Have you ever just longed for something from deep within your soul?  Yeah, that’s me right now with the beach.  I have been pining for the beach with so much energy, it has been consuming.  I can hear the waves, smell the tantalizing salt in the air, feel the damp breeze on my skin.  If I close my eyes tight I can truly transport my senses to Newport, I am tickled by the sand between my toes, I watch as the sea gulls fight over crumbs nearby, and I easily let all of my worries go.  Most of all, I feel closer to her here.

March approaches quickly and without warning, it comes as an uninvited guest.  Nothing I do keeps it at bay, and it brings all the heartache and sadness along for the ride.  Memories that seemed more distant become flashbacks like they happened yesterday.  The anxiety and PTSD reawaken, and I beg to run away.  I need to run away.  I feel safe by the ocean, there is peace there, I can let go and rest with the salt and the sand.

We left her there, her ashes.  She is a part of it now and going there has moments of sadness but I am mostly enveloped in calm.  I long for her embrace every day, and I feel it there when the sun shines down on me and kisses my skin.  I experience her presence with the giggles of children touching the cold water and squealing as they run from the waves.  I can envision her smile as the sun sets for the day, with the beauty that radiates the skies captivating her senses.  She taught me to love it and while it is harder without her, it also helps her live on. 

This year is filled with extra ache as the journey to visit cannot be made, and it physically hurts.  The loneliness is intense knowing that I cannot escape this year.  The reality that I cannot make new memories in place of the old ones leaves me with added yearning for distraction.  I do not want to be stuck here, trapped in my pain.  Missing her is too intense, her absence is to great a chasm to get trapped in and I fear I will get stuck inside. 

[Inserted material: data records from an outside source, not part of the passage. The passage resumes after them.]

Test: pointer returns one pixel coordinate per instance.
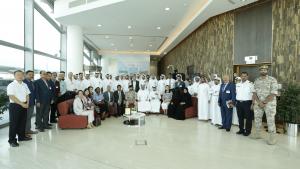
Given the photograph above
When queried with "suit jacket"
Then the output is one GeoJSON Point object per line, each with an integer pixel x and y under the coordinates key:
{"type": "Point", "coordinates": [31, 88]}
{"type": "Point", "coordinates": [137, 85]}
{"type": "Point", "coordinates": [229, 93]}
{"type": "Point", "coordinates": [116, 97]}
{"type": "Point", "coordinates": [106, 98]}
{"type": "Point", "coordinates": [43, 92]}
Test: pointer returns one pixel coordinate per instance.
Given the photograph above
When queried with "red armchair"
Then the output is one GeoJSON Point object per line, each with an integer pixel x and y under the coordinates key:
{"type": "Point", "coordinates": [70, 121]}
{"type": "Point", "coordinates": [192, 111]}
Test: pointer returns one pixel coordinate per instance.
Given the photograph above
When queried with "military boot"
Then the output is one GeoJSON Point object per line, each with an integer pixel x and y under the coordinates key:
{"type": "Point", "coordinates": [272, 140]}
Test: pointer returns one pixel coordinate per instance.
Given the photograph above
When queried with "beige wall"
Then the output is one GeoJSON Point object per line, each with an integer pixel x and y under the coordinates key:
{"type": "Point", "coordinates": [210, 47]}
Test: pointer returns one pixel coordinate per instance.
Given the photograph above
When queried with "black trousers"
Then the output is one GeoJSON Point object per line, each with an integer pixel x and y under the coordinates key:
{"type": "Point", "coordinates": [120, 109]}
{"type": "Point", "coordinates": [244, 112]}
{"type": "Point", "coordinates": [42, 115]}
{"type": "Point", "coordinates": [17, 122]}
{"type": "Point", "coordinates": [53, 114]}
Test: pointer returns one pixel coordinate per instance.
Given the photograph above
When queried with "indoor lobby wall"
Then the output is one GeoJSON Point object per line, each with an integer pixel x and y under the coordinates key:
{"type": "Point", "coordinates": [210, 48]}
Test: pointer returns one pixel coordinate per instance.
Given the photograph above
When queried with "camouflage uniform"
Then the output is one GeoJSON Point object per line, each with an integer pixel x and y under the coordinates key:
{"type": "Point", "coordinates": [130, 98]}
{"type": "Point", "coordinates": [263, 88]}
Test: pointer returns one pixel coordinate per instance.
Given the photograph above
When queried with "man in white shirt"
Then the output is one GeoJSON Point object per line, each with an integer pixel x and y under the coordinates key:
{"type": "Point", "coordinates": [80, 82]}
{"type": "Point", "coordinates": [96, 81]}
{"type": "Point", "coordinates": [244, 94]}
{"type": "Point", "coordinates": [18, 93]}
{"type": "Point", "coordinates": [116, 83]}
{"type": "Point", "coordinates": [87, 82]}
{"type": "Point", "coordinates": [70, 83]}
{"type": "Point", "coordinates": [194, 87]}
{"type": "Point", "coordinates": [161, 84]}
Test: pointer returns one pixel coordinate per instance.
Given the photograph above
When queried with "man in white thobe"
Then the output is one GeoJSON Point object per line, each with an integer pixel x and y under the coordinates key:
{"type": "Point", "coordinates": [80, 82]}
{"type": "Point", "coordinates": [143, 100]}
{"type": "Point", "coordinates": [87, 81]}
{"type": "Point", "coordinates": [117, 82]}
{"type": "Point", "coordinates": [96, 81]}
{"type": "Point", "coordinates": [203, 100]}
{"type": "Point", "coordinates": [161, 84]}
{"type": "Point", "coordinates": [215, 110]}
{"type": "Point", "coordinates": [194, 87]}
{"type": "Point", "coordinates": [154, 100]}
{"type": "Point", "coordinates": [70, 83]}
{"type": "Point", "coordinates": [152, 82]}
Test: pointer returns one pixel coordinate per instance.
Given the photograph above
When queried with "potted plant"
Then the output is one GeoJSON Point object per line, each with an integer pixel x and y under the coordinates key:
{"type": "Point", "coordinates": [288, 108]}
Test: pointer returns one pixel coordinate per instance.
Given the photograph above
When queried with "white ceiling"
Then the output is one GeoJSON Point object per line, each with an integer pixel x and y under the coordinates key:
{"type": "Point", "coordinates": [144, 16]}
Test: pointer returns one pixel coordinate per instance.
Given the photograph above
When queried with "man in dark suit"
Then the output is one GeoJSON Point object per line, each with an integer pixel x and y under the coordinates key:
{"type": "Point", "coordinates": [55, 89]}
{"type": "Point", "coordinates": [109, 100]}
{"type": "Point", "coordinates": [119, 99]}
{"type": "Point", "coordinates": [44, 98]}
{"type": "Point", "coordinates": [227, 99]}
{"type": "Point", "coordinates": [135, 84]}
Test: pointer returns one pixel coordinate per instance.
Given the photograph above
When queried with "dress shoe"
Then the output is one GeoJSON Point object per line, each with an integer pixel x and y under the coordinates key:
{"type": "Point", "coordinates": [14, 144]}
{"type": "Point", "coordinates": [240, 132]}
{"type": "Point", "coordinates": [48, 127]}
{"type": "Point", "coordinates": [246, 133]}
{"type": "Point", "coordinates": [40, 129]}
{"type": "Point", "coordinates": [25, 139]}
{"type": "Point", "coordinates": [31, 132]}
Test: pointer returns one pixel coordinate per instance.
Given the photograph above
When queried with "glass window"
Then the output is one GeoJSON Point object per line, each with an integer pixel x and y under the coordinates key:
{"type": "Point", "coordinates": [46, 37]}
{"type": "Point", "coordinates": [45, 63]}
{"type": "Point", "coordinates": [12, 21]}
{"type": "Point", "coordinates": [86, 61]}
{"type": "Point", "coordinates": [7, 67]}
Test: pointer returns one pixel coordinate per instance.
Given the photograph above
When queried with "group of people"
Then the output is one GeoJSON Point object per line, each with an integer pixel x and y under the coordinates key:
{"type": "Point", "coordinates": [99, 97]}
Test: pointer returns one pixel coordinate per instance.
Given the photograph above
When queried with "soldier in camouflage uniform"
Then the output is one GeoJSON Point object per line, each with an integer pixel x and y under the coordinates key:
{"type": "Point", "coordinates": [264, 99]}
{"type": "Point", "coordinates": [130, 98]}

This is why I have avoided the pain these 7 years, the fear of getting held there permanently has led me to bottle it all up and send it away at the ocean.  Some day the bottle will float back to me, but the fear is too great now.  I am still not ready to open that bottle even though it is about to overflow.  It needs to stay shut for now, until I am stronger.  Someday I will be stronger, until that day I need to escape to the beach.